Now let’s define what is an acceptable step size, we do not want to make the step size to small which leads to little progress, also we do not want to make the step size to large which might lead to overshooting. Also we would like the updated value \(x^{(k)}\) to give a smaller value of the objective function than \(x^{(k-1)}\).
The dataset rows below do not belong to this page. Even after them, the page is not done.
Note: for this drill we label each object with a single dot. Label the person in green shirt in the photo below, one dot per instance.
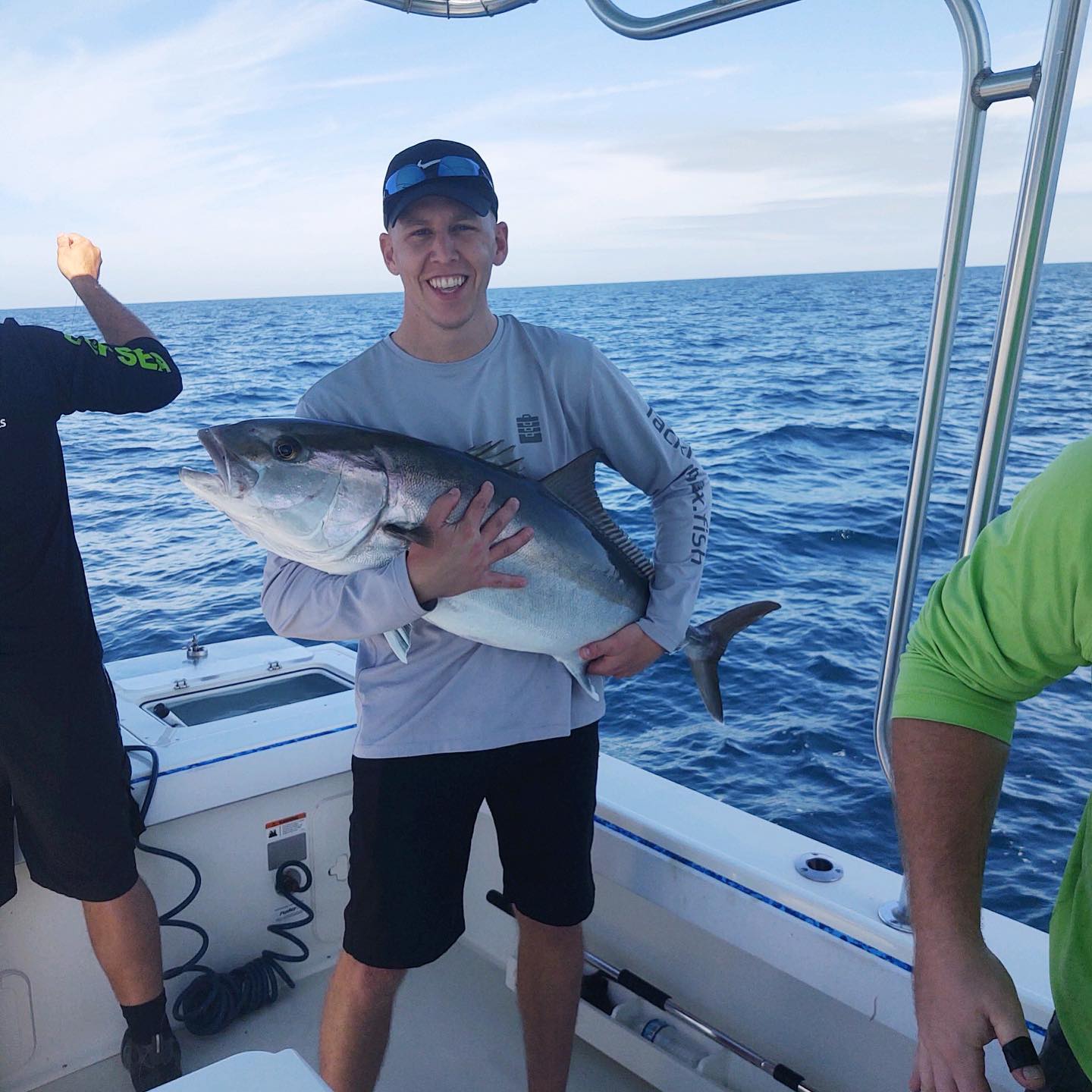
(1007, 620)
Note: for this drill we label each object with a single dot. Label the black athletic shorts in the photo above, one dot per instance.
(64, 779)
(410, 842)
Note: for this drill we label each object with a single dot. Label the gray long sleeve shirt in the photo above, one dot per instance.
(555, 397)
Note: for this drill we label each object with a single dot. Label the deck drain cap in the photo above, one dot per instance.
(817, 868)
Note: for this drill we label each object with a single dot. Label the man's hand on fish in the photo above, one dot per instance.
(77, 257)
(462, 554)
(627, 652)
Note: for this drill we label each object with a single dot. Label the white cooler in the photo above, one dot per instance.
(284, 1072)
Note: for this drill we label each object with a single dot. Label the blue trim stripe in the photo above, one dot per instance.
(770, 902)
(251, 751)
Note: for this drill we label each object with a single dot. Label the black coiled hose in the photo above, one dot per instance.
(210, 1003)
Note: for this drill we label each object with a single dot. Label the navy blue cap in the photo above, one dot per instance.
(475, 191)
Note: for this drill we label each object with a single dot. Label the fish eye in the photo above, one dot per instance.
(287, 448)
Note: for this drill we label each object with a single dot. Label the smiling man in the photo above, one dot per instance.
(460, 722)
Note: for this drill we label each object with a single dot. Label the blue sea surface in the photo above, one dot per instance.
(799, 396)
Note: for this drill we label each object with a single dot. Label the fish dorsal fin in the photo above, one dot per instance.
(575, 485)
(497, 453)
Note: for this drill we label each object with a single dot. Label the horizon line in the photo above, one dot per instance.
(519, 287)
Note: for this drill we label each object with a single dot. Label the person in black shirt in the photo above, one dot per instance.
(64, 774)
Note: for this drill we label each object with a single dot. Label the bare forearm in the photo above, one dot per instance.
(115, 322)
(947, 781)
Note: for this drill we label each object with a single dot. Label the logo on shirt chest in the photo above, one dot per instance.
(529, 429)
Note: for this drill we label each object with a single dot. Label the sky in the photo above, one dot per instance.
(221, 149)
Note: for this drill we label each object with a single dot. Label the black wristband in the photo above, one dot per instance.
(1019, 1053)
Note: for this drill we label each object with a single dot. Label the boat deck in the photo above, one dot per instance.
(437, 1040)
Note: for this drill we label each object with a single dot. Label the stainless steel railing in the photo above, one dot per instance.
(1051, 83)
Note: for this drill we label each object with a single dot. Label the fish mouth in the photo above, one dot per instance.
(233, 478)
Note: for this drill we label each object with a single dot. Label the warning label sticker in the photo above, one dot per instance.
(287, 840)
(287, 827)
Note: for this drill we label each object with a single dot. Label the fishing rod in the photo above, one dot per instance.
(663, 1002)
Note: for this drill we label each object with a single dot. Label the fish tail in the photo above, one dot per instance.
(705, 643)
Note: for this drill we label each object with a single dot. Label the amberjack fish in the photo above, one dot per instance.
(340, 498)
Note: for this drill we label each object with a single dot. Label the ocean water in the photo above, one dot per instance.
(799, 396)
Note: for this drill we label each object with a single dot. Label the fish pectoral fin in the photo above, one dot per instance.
(592, 685)
(575, 485)
(499, 454)
(419, 534)
(399, 640)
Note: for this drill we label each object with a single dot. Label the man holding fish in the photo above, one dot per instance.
(463, 578)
We can first write the function \(f(x)\) in the form of \(f(x_0 + t\Delta{x})\), and its tangent line at \(x_0\) can be described by \(f(x_0) + t\nabla_t{f(x_0)}^T\Delta{x}\). If we add a parameter \(\alpha\in(0, 0.5]\) and have the line \(f(x_0) + \alpha t\nabla_t{f(x_0)}^T\Delta{x}\), we can see that if we set a step size that makes the update appear on the opposite side of the solution and smaller than \(f(x_0) + \alpha t\nabla_t{f(x_0)}^T\Delta{x}\) it will generate a nice step size
\[f(x_0 + t\Delta{x}) \leq f(x_0) + \alpha t\nabla_t{f(x_0)}^T\Delta{x}.\]To achieve this we can utilize another parameter \(\beta\in(0, 1)\) and set \(t_\mathrm{init}\) to some value, and iteratively decrease \(t\) by setting it to \(\beta t\) as long as the above criterion is not satisfied. Since we have \(\Delta{x} = -\nabla{f(x^{(k)})}\), we can write the above inequality as
\[f(x_0 + t\Delta{x}) \leq f(x_0) - \alpha t\|\nabla_t{f(x_0)}\|_2^2.\]For exact line search we find the step size that gives the minimum value of the objective function along the gradient direction. However, this is not always plausible given that it may take many iterations to be within a tolerable range. Which makes exact line search actually slower than backtracking. One question that I had before was: since exact line search gives the minimum value why does it take more than one step to reach the solution. The answer to this question is: exact line search only gives the minimum value along the gradient direction at the current point, the solution might not be on that line.
Using the image below as an example, if we want to do exact line search at the pink point, the next step will land a the point on the blue line. The minimum value is at the blue point. We can see that no way can we arrive at the minimum value in one step.
That is all I want to say about gradient descent and line search. I will try to update the blog to make my explanation more understandable.